Thursday, May 5, 2011

Have you ever tried to outrun yourself?

A couple days ago the Tuesday Top Ten topic was book recommendations you're glad you took. Black Coffee Blues by Henry Rollins is a book recommendation I'm glad I took.

I don't really remember how the topic came up but Ben from Dead End Follies had recommended I read some Henry Rollins and suggested I start with this one. I probably mentioned something about how I like his spoken word stuff, but I've never read anything of his. Indeed I just checked my iTunes listing and I have 134 tracks spanning 22.4 hours of Rollins spoken word. Apparently this includes Get in the Van, another Rollins recommendation from Ben.

If you can't tell by the sheer volume I've accumulated, I like Rollins voice, his ability to tell a story. It's different than anything else I've heard and his writing really matches the tone in his spoken word stuff. Or perhaps I'm just reading it in his voice. But the subject matter of this book was not what I expected. It's so angry. So lonely. So hopeless. I expected these topics to be touched upon but they are the focus. And there's so much violence, especially against innocent people. According to the intro Rollins began work on this in the late '80s and I suppose in light of the things he's done in later years it's easy to forget a lot of the anger he carried when he was younger.

It's difficult to describe Black Coffee Blues. Some of it is short stories, some of it are his thoughts while touring with Black Flag, some of it is poetry. It's even difficult to describe if this is fiction or non-fiction. Sometimes it's just a story, sometimes it's a dream, sometimes fact and sometimes it's a melding of all of these elements.

My favorite part of the book, "124 Worlds", also contains some of the parts that disgusted me the most. "124 Worlds" is a series of 124 vignettes, some a sentence or two, some a few paragraphs and others a couple pages. It makes up a little more than 1/2 of the total book. These stories don't intersect, there are hardly characters in them let alone characters that show up in multiple snippets but this was the section that drew me in more than the others. I couldn't put the book down, I wanted just one more, even when I was disgusted by the unprovoked and all-consuming violence that took place within some of these worlds. Even the worlds I liked were horribly depressing, such as #30, about a boy and his awful Christmases with a resentful mother and a drunk father. With the stories it's just one thing after another and you begin to feel the weight of the stories suffocating you. Here are a few of those stories. Or at least pieces of the stories:

#17: She has been off heroin for three months. Every day that goes by is a special day for her. It's a day that she hasn't taken drugs...It's not easy. Sometimes she feels bad and it's all she can do to hold on. Sometimes she sits on her bed and repeats, "I don't need you. I don't need you. I don't need you."

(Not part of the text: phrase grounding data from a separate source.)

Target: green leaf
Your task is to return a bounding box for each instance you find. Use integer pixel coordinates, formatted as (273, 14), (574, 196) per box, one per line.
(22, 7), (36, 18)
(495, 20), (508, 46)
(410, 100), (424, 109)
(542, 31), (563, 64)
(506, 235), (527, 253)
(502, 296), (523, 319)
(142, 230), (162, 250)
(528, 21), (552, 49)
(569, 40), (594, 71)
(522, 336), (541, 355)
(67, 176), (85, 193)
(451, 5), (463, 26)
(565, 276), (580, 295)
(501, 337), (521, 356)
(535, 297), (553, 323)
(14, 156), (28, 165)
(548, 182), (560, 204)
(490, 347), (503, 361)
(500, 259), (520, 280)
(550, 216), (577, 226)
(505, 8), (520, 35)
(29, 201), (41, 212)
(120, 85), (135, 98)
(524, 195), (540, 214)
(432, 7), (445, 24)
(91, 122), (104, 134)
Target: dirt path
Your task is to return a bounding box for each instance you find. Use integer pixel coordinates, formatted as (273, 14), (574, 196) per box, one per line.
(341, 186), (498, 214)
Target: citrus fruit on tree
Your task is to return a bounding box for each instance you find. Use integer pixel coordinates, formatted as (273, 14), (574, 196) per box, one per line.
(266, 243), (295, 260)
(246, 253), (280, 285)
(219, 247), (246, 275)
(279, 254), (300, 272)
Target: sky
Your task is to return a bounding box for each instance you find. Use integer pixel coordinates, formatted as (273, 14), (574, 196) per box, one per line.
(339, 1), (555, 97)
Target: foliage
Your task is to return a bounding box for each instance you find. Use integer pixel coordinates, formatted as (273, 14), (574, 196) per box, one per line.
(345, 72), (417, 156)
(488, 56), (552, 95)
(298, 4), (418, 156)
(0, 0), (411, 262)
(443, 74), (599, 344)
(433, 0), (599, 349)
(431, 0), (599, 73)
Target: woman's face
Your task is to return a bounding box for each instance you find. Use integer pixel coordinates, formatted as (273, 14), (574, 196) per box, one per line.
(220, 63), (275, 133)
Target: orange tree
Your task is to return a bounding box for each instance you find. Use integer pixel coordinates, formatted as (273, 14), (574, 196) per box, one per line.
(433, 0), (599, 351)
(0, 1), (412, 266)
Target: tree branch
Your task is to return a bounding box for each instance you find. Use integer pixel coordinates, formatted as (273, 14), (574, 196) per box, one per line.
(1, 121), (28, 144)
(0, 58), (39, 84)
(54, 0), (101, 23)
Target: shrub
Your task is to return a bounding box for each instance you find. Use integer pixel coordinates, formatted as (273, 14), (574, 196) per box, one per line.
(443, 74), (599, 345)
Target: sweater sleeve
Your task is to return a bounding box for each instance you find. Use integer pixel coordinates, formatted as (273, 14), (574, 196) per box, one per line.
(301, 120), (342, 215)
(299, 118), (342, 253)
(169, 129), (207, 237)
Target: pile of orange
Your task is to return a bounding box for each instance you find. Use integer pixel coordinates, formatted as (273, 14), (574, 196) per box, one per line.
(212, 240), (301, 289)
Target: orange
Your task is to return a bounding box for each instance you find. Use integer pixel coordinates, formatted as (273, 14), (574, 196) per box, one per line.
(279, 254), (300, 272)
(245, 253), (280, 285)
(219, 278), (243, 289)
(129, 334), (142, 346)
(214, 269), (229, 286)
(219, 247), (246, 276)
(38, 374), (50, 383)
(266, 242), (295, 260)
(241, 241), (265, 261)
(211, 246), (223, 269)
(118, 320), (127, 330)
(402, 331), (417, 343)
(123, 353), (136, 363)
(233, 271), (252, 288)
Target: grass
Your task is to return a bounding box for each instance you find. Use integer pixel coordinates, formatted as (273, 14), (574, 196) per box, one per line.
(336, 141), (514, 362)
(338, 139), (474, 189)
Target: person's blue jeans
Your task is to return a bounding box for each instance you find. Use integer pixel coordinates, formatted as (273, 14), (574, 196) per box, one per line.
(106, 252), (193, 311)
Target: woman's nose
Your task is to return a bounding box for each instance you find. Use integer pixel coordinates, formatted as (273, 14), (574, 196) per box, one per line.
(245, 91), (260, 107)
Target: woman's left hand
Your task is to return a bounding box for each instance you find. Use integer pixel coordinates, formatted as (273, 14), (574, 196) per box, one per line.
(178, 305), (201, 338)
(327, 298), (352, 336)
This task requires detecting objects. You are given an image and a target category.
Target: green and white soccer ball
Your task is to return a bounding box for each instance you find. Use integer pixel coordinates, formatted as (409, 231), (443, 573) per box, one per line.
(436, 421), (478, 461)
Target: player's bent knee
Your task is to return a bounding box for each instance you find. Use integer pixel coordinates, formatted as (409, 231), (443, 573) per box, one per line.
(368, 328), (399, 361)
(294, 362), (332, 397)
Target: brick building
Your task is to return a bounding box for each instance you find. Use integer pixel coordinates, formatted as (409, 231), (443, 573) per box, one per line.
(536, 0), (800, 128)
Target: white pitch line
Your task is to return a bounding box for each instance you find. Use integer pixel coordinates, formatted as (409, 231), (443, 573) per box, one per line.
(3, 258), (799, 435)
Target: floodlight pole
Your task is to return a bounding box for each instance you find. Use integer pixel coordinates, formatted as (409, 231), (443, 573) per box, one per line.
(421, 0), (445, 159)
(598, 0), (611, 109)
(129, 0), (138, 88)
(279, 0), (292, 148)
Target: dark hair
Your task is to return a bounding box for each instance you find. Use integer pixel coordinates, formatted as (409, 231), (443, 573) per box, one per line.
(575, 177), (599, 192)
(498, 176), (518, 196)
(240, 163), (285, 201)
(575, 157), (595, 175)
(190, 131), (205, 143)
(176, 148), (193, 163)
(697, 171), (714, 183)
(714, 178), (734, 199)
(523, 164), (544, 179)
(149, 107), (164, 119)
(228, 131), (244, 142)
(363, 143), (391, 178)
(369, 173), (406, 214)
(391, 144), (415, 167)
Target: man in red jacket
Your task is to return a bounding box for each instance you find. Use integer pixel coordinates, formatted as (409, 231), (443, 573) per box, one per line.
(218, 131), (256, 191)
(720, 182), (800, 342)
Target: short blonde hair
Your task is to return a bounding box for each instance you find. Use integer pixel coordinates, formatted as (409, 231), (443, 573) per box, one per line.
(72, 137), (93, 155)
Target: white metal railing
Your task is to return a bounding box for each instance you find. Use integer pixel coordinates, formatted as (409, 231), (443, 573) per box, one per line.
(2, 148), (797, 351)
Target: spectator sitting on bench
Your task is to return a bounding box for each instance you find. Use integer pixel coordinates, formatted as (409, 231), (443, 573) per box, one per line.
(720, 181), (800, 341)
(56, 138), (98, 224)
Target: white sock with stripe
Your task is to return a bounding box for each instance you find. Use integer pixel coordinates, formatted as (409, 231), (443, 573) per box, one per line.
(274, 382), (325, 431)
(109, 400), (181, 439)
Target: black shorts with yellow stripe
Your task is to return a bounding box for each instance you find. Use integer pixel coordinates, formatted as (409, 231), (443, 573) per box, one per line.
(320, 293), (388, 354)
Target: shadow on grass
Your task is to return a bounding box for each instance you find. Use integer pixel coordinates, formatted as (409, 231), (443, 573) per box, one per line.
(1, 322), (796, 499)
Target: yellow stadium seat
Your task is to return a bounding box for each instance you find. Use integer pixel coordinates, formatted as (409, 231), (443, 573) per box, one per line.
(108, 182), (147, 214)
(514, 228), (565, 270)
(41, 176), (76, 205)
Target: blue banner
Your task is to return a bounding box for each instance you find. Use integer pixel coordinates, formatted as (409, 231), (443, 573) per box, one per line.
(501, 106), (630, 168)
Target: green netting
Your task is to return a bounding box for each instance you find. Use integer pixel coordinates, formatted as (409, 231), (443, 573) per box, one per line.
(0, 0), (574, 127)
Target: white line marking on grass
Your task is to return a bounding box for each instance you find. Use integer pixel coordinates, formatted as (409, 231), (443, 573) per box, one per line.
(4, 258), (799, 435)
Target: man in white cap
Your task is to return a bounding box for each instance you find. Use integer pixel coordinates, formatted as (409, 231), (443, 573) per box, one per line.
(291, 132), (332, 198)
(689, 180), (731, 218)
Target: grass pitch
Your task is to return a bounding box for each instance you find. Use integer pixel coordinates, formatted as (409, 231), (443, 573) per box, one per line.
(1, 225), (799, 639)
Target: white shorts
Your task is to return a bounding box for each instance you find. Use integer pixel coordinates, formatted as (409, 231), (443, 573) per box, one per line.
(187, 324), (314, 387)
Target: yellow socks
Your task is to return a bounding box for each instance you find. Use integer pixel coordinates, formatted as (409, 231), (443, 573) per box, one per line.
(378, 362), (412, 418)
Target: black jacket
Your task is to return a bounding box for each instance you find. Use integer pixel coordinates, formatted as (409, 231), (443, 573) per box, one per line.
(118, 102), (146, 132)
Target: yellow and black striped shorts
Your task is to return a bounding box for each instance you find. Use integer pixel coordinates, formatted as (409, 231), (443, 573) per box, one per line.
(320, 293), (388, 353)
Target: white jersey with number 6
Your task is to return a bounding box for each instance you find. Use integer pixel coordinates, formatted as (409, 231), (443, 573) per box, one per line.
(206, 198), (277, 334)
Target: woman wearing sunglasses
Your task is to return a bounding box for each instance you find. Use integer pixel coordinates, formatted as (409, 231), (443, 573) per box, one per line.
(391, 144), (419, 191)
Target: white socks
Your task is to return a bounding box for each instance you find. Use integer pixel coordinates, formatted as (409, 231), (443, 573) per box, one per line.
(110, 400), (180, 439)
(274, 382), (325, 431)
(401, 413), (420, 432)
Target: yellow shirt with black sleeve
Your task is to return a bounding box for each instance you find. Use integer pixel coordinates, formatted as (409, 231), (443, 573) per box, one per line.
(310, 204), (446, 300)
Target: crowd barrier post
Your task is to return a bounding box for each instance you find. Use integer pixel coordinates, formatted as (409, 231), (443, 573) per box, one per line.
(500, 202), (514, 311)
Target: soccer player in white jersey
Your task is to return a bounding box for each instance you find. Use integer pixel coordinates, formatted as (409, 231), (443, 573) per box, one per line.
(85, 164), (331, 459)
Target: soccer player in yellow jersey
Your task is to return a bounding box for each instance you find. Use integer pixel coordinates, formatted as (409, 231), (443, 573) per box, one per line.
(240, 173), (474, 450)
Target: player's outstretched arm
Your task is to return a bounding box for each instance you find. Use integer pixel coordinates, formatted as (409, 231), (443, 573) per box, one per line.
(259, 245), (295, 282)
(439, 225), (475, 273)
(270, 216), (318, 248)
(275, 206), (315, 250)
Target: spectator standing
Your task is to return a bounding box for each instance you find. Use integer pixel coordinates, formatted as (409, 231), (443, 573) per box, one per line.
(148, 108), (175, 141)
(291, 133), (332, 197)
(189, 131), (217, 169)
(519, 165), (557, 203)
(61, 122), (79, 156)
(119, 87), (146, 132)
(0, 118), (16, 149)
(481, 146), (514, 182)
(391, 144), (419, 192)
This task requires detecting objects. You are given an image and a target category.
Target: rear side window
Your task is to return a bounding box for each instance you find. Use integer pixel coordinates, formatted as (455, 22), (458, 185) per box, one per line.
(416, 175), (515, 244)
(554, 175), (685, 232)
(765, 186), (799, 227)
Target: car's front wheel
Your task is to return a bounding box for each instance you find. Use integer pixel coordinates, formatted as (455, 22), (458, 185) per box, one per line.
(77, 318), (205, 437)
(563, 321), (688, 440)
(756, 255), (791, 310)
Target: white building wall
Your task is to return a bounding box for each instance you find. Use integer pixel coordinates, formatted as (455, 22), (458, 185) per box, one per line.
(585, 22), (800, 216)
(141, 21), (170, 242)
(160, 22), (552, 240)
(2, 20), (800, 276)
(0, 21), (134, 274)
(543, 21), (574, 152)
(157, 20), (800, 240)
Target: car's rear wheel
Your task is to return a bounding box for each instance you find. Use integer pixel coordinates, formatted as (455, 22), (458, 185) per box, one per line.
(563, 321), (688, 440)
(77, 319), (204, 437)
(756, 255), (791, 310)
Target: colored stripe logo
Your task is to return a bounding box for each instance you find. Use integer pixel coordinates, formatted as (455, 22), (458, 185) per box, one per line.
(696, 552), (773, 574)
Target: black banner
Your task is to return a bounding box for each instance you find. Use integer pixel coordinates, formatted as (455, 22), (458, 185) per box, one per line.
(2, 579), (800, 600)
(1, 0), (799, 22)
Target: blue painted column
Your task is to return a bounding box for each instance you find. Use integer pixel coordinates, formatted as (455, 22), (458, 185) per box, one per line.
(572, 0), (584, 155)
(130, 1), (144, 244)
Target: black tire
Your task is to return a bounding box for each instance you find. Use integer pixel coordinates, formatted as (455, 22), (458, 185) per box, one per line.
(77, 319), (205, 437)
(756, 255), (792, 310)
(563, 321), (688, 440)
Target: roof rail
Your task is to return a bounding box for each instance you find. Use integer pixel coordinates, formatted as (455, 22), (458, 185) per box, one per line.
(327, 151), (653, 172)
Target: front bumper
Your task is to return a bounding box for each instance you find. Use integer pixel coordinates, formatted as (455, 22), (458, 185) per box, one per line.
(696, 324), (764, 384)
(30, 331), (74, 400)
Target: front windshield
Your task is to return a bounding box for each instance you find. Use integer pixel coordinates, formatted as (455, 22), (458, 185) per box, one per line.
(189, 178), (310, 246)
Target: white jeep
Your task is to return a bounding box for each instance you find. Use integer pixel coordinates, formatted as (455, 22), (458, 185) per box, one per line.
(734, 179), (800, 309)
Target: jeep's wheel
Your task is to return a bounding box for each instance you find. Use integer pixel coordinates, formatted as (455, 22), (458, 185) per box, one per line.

#30: ...He remembered the Christmases of his youth. He was living with his mother. She would get him some presents and never let him forget for a minute that he was a pain in her ass...He would pull the presents into his room and put them in a pile in the corner. He rarely played with the things that they bought him. He was scared to break them. She would hit him. Call him ungrateful and threaten to have the police come and take him to jail forever.

#32: It was her third black eye in one year. She didn't freak out. She did shoot him in the back of the head while he was watching television.

#54: He shot the guy like it was nothing. I've never seen anything like it in my life. He pulled up to the red light, got out of his car and walked over to the Plymouth and fired three shots into the driver's face. Then he got back in his car. He had the music up loud, some heavy metal garbage. I never seen anything like it! He just wasted the guy! Anyway, the light turned green and he took off, and so did everybody else except for the dead guy. I would have too, but my car stalled.

#115: Loneliness is her friend. She lost her job today. The rent is due in two weeks. It's like a bad dream. The night comes. She drinks and wonders what she'll do.

I don't think I'll put this on the re-read list anytime soon, but I suppose you never know. I do plan on reading some more Rollins though I'd like something later, something with more hope and less anger.